The Honest Truth
I break things. A lot.
I've deployed code when my server disk was 99% full. I've promoted broken canaries without checking if they were actually working. I've made the same mistakes over and over.
So I built a tool that literally won't let me be stupid.
It's called SwiftDeploy. And this is the story of how I built it.
What Does This Tool Actually Do?
In simple terms:
- You write ONE file describing your app
- The tool generates everything else (Nginx config, Docker files)
- Before deploying, it asks permission from a policy engine
- If your disk is too full or CPU is too high → deployment blocked
- If your canary has too many errors → promotion blocked
- You get a live dashboard showing what's happening
- You get an audit report showing what happened
Think of it like a security guard at the door who checks your ID before letting you in.
The Architecture (Simple Picture)
Think of it like this:
You edit manifest.yaml
↓
swiftdeploy CLI reads it
↓
┌───┼───┐
↓ ↓ ↓
nginx Docker OPA
.conf compose (policy engine)
The CLI asks OPA before doing anything important. OPA says YES or NO with a reason. That's it.
The One File You Actually Edit
All I ever touch is manifest.yaml. Everything else is automatic.
app:
name: swift-deploy-1
mode: stable
services:
image: nneoma-swiftdeploy:latest
port: 3000
nginx:
port: 8090
That's it. Three sentences. The tool handles the rest.
The Eyes: Watching Everything
My API now has a /metrics endpoint.
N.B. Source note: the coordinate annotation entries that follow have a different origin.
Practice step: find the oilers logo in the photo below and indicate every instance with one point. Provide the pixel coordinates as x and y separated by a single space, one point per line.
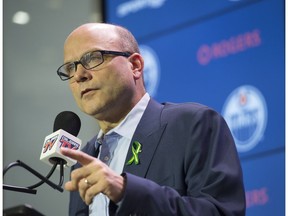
151 69
245 112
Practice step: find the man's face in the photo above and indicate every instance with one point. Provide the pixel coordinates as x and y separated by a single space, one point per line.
105 91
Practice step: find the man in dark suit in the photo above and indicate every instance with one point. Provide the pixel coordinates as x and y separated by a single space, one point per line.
162 159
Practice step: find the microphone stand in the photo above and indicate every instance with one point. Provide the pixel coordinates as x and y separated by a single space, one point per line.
31 189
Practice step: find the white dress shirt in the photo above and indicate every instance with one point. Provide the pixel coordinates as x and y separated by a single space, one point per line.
119 147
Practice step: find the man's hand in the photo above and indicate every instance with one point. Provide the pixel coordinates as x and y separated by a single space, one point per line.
93 177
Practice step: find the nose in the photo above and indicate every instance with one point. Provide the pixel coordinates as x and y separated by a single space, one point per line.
82 74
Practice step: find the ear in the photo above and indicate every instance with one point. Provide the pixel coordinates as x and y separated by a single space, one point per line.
137 65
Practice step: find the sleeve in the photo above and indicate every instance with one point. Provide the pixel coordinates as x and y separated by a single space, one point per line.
213 177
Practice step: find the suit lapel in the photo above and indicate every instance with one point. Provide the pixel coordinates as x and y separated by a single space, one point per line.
148 133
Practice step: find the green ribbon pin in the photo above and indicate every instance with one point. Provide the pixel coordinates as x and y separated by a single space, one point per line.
136 149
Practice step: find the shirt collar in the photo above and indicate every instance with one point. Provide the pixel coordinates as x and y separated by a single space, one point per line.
128 125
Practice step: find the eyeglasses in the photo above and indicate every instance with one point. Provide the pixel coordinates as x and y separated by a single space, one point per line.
89 61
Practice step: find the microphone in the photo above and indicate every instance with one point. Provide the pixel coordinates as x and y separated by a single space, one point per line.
66 127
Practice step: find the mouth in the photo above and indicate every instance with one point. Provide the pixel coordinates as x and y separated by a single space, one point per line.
86 91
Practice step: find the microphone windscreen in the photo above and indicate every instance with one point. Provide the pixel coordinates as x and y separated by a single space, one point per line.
68 121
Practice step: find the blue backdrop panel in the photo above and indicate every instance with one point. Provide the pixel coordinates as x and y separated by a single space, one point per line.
265 185
144 17
257 59
229 56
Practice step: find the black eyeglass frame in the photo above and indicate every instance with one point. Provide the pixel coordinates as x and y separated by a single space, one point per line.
64 77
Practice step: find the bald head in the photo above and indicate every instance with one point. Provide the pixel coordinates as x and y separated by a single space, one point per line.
117 36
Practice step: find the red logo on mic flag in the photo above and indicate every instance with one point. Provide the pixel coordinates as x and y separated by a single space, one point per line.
49 143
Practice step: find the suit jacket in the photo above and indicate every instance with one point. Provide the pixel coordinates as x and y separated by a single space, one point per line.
188 166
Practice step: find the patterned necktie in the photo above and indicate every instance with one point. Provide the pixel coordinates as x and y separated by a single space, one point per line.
108 144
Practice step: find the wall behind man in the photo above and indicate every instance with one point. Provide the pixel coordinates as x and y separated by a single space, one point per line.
33 93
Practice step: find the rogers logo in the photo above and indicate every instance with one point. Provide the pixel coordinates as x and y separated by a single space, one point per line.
233 45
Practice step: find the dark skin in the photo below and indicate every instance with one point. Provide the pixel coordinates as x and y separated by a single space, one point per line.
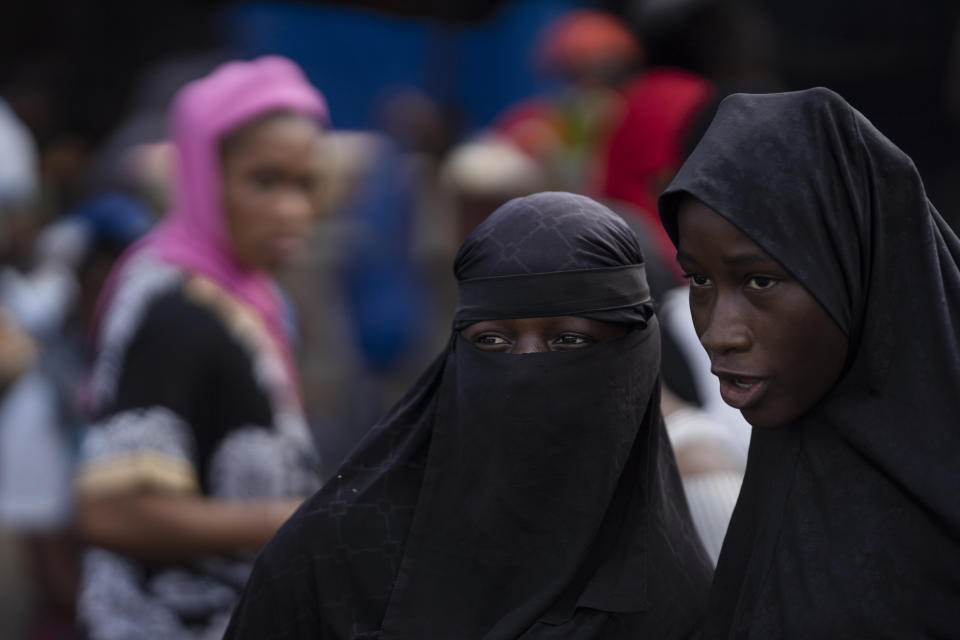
271 188
539 335
774 348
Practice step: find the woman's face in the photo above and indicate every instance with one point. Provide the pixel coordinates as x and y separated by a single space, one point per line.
538 335
774 348
271 180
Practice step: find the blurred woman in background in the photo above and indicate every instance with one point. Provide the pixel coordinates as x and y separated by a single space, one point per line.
201 449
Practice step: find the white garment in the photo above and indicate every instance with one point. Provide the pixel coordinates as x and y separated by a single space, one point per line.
711 495
35 461
18 159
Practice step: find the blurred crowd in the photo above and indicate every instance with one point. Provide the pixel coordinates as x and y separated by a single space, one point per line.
631 92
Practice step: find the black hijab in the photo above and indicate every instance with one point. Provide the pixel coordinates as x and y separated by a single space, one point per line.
848 523
506 496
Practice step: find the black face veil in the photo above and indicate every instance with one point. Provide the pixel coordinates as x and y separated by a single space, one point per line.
849 520
506 496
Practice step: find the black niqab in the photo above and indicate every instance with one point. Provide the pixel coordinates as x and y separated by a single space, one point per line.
506 496
848 523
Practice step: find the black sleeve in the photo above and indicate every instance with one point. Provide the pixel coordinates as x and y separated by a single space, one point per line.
167 361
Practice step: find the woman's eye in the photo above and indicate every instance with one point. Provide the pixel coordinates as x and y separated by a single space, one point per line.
264 179
761 283
697 279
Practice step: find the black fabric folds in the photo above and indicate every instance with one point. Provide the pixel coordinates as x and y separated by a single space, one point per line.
848 523
506 496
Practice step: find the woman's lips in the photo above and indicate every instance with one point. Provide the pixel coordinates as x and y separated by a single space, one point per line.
741 392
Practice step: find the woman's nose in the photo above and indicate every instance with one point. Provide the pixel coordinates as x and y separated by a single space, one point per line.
727 330
529 344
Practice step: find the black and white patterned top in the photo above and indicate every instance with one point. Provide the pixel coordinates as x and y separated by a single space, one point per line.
196 399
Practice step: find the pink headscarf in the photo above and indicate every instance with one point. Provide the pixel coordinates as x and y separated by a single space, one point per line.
194 235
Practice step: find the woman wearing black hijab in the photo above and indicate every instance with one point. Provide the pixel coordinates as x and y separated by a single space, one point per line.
507 496
825 287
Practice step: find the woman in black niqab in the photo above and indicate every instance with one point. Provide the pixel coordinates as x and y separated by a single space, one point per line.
506 496
848 522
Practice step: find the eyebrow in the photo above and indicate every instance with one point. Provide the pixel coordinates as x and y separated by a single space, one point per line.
735 260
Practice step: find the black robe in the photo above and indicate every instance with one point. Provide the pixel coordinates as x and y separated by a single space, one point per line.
506 496
848 522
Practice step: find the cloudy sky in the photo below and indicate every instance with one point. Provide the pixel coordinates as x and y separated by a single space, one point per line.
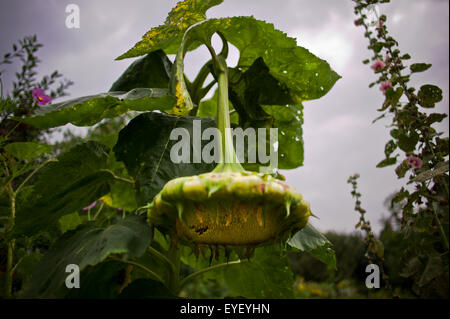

It's like a health tracker for your app.
It tells me:
- How many people are using my app
- How many errors are happening
- How slow the responses are
- How long the app has been running
Here's what it actually looks like:
http_requests_total{method="GET",status_code="200"} 42
app_uptime_seconds 67108
app_mode 1
chaos_active 0
Boring? Yes. Useful? Absolutely.
The Brain: Asking Permission Before Doing Anything Dumb
Here's where it gets clever.
I added something called Open Policy Agent (OPA). It's just a tiny program that answers one question: "Is it safe to do this?"
Before Deploying
I ask OPA: "Hey, is my server healthy enough for a deployment?"
I send my disk space, CPU load, and memory.
OPA checks the rules and says YES or NO. If NO, it tells me WHY.
Before Promoting a Canary
I ask a different question: "Is my canary version actually working?"
I send the current error rate and how slow the responses are.
OPA blocks me if errors are over 1% or responses take longer than 500ms.
The Rules (Written Like Plain English)
The rules are easy to read. Here's the infrastructure rule:
Allow deployment if:
- Disk space is at least 10GB
- CPU load is under 2.0
- Memory is at least 10% free
If disk is too full, say: "Disk free below minimum"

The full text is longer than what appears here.